Test a JF introduction by reading only page one and asking whether each element is present — the pass an out-of-subfield editor makes:

By the bottom of page one, the reader knows… If absent, the fix
The question and why it is first-order Open with the stake, not the literature
What you do, in plain terms One sentence on design/data/test, no notation
The headline finding State the result before its caveats
Its economic magnitude in interpretable units Add the bps / Sharpe gain / % of value
Why it is credible Name the shock, instrument, or asset-pricing test

A subfield draft typically fails on magnitude or credibility, assuming the reader cares.

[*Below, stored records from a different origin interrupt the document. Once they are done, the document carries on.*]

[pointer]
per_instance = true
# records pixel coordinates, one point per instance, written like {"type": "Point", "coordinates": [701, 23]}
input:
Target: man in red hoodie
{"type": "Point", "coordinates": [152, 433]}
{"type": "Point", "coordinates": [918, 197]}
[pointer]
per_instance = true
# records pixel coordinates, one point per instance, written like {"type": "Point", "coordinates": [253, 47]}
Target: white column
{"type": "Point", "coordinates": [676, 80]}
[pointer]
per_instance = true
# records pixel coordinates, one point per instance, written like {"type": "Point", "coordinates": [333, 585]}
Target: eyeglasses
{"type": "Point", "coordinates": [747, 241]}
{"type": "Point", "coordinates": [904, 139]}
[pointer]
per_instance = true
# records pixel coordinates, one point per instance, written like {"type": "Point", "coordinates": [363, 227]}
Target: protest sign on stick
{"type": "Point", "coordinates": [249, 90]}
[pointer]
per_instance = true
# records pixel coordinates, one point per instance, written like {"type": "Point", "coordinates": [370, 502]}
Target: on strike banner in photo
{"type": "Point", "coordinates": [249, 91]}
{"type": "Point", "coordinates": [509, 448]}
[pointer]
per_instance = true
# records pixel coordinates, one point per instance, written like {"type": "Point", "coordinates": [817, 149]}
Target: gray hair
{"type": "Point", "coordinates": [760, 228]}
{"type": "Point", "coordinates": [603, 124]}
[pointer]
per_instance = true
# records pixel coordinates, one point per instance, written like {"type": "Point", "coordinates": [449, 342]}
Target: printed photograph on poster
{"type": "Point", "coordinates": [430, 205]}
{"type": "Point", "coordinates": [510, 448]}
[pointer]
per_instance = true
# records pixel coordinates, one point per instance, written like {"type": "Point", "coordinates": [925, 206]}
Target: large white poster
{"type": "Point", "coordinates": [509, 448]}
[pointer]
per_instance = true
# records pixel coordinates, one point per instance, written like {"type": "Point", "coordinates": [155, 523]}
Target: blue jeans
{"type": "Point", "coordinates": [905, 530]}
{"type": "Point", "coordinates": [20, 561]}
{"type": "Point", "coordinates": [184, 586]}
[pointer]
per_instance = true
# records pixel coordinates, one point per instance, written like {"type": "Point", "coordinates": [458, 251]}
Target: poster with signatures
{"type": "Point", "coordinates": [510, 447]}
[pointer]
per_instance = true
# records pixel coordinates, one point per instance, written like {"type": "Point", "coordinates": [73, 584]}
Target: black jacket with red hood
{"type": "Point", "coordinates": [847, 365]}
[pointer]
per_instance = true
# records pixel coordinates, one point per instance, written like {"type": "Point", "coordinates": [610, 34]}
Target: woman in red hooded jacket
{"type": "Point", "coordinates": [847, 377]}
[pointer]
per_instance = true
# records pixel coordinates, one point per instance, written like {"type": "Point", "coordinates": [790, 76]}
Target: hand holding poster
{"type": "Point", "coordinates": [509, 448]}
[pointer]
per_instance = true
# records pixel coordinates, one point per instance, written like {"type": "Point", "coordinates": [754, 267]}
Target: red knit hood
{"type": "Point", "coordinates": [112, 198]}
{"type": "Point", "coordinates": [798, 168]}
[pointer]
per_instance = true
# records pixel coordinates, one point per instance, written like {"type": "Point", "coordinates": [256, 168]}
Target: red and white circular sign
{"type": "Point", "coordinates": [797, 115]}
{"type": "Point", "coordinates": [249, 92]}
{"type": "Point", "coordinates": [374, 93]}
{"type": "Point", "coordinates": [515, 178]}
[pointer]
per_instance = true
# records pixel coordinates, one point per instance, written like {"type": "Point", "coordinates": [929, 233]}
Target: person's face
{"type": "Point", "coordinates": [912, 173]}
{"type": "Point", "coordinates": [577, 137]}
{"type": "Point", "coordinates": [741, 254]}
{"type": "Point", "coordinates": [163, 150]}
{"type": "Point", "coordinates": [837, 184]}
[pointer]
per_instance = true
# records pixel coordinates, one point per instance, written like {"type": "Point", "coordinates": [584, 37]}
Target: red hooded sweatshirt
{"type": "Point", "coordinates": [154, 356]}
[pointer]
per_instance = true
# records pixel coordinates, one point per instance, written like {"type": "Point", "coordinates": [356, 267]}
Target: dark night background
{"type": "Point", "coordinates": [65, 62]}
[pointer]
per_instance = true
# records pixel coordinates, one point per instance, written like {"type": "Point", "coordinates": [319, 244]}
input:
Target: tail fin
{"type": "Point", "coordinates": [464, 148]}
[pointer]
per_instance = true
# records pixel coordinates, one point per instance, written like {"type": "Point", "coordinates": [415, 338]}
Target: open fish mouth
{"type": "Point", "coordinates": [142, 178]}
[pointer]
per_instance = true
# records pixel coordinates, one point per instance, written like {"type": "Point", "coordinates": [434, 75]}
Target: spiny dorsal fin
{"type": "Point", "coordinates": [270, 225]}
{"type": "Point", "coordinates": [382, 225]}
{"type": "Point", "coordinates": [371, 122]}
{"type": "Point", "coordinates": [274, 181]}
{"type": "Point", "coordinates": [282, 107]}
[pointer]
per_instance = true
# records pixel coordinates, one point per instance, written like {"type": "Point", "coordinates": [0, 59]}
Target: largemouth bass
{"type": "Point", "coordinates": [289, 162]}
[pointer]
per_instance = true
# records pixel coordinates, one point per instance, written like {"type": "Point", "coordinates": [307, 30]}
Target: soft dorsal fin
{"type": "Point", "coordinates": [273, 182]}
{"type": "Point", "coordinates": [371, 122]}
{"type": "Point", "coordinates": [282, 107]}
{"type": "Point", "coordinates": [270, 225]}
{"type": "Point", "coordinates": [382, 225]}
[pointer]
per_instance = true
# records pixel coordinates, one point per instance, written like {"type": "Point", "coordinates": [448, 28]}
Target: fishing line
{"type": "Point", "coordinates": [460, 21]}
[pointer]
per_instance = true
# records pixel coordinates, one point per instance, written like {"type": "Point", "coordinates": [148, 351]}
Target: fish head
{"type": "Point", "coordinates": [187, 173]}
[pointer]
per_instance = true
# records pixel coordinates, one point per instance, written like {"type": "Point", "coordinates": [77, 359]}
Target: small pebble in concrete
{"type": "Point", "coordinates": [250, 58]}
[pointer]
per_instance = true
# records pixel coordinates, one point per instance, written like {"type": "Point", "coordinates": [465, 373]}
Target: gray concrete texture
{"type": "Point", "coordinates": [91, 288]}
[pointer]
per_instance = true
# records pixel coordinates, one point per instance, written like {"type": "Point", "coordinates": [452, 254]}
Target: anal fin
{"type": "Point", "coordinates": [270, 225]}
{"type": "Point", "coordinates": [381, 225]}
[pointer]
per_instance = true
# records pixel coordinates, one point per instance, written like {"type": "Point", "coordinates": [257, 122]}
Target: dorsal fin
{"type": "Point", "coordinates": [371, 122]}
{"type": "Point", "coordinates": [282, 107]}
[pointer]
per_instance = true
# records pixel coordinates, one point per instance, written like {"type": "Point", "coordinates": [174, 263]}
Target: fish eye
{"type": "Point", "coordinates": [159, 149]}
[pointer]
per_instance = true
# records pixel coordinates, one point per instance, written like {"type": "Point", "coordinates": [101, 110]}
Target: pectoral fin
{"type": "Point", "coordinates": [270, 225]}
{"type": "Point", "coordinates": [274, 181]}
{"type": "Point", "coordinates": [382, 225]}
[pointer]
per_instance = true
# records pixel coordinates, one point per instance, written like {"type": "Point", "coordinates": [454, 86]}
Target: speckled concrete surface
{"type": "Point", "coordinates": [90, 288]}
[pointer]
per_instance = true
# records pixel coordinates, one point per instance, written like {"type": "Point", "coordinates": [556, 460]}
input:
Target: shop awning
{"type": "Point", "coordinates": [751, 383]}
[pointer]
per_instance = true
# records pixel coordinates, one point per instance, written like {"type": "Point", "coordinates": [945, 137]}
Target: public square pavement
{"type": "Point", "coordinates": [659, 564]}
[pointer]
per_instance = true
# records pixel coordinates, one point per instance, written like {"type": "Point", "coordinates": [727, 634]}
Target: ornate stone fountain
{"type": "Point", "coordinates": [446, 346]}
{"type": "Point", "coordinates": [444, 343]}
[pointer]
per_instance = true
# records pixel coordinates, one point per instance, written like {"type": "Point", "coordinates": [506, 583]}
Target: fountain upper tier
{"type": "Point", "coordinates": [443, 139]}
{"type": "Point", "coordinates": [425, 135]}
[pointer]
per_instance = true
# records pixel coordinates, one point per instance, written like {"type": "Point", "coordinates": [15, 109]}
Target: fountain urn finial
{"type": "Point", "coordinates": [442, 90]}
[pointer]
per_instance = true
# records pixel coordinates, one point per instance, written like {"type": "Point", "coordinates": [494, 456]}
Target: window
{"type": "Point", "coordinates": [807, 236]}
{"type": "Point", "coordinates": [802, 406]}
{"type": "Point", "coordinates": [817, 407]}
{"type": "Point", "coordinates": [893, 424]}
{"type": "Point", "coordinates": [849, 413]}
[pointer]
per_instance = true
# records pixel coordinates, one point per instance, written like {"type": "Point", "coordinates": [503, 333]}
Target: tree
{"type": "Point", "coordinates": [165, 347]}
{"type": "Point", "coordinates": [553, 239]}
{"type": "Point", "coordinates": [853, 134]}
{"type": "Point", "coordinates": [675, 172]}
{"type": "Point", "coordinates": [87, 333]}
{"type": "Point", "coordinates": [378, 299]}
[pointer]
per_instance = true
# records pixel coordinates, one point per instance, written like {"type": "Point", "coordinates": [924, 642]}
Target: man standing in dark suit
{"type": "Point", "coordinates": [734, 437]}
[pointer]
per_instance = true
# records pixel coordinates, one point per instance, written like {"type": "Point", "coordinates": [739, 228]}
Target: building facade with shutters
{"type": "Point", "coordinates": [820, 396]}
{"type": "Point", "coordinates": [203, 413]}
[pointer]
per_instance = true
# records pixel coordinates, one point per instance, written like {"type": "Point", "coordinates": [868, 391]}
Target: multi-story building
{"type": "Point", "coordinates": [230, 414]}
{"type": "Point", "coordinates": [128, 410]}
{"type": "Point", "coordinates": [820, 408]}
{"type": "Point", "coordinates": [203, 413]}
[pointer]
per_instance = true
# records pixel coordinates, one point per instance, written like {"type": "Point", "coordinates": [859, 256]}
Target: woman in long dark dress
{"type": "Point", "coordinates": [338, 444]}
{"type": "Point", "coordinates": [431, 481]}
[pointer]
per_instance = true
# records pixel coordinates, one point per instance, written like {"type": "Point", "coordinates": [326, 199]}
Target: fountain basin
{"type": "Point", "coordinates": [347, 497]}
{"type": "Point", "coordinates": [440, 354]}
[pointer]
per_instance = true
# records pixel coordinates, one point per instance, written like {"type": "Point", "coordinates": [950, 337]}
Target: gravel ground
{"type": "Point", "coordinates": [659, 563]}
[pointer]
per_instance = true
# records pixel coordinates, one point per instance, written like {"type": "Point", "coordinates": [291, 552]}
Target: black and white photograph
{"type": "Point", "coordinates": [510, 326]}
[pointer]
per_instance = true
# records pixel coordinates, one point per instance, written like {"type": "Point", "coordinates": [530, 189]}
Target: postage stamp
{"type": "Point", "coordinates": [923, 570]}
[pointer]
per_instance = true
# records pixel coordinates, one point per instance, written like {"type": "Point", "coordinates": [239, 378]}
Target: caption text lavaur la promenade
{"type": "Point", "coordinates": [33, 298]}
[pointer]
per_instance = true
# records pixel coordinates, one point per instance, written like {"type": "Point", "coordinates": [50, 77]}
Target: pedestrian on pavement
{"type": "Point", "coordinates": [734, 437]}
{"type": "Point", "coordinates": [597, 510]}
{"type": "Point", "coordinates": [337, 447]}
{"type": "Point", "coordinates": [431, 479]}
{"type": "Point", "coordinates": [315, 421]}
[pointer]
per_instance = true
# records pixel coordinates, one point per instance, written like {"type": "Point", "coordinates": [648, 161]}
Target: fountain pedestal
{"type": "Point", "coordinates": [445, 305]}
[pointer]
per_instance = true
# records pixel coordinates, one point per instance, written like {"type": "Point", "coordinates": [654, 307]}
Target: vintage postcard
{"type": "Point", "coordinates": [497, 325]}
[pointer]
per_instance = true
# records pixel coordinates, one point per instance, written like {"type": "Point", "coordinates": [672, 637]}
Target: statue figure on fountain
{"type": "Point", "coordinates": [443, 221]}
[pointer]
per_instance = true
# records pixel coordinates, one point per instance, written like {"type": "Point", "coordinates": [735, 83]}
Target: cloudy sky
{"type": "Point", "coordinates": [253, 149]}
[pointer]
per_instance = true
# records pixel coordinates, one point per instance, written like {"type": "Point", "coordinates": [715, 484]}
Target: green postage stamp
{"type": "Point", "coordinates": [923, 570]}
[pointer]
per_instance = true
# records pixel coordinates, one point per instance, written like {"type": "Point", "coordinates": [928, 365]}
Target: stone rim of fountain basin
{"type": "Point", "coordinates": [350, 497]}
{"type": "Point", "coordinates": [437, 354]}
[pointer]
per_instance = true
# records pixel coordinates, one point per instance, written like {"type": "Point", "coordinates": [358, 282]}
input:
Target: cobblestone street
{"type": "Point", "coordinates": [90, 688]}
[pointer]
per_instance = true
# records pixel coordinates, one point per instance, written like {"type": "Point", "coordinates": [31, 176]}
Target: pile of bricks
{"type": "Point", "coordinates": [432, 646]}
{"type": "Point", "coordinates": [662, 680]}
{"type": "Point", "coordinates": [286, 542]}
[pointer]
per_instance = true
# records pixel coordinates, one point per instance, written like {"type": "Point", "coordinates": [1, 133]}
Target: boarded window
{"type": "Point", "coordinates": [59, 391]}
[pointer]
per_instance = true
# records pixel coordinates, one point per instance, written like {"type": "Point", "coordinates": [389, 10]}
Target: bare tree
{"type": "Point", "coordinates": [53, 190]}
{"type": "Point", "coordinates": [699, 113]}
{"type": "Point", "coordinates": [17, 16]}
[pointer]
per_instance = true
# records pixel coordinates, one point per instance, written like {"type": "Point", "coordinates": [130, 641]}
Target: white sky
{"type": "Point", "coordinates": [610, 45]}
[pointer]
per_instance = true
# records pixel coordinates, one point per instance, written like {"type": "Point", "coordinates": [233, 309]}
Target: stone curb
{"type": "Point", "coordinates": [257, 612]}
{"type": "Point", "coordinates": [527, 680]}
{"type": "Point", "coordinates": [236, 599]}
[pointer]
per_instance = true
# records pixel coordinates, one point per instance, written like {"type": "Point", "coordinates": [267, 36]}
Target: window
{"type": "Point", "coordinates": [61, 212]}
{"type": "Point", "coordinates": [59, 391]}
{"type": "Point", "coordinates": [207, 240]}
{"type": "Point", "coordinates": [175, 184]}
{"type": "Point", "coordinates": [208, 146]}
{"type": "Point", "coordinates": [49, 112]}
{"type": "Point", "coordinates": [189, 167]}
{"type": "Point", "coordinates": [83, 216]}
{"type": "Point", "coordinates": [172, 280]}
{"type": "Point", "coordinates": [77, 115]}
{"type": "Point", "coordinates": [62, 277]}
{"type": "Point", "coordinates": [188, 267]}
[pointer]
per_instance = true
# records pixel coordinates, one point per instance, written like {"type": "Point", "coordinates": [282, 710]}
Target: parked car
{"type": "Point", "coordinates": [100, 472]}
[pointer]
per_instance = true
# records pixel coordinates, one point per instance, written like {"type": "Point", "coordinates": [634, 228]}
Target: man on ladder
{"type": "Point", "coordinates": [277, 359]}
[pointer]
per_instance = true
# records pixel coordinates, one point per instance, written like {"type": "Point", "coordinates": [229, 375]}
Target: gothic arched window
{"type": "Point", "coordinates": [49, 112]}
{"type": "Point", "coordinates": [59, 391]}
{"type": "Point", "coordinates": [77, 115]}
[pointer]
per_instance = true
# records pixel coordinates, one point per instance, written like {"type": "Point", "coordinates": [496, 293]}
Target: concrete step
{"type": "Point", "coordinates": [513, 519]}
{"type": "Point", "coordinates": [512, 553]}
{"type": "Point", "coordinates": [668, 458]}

Worked vignette — rewriting a buried opening

Illustrative. A draft opens: "A large literature examines the cross-section of expected returns. We contribute to it." The result arrives three paragraphs later. The JF rewrite leads on page one:

"Firms exposed to supply-chain concentration earn 45 bps per month higher returns (Sharpe gain ≈ 0.4, illustrative). The premium survives standard factor adjustment and concentrates where arbitrage is costly, pointing to mispricing over risk."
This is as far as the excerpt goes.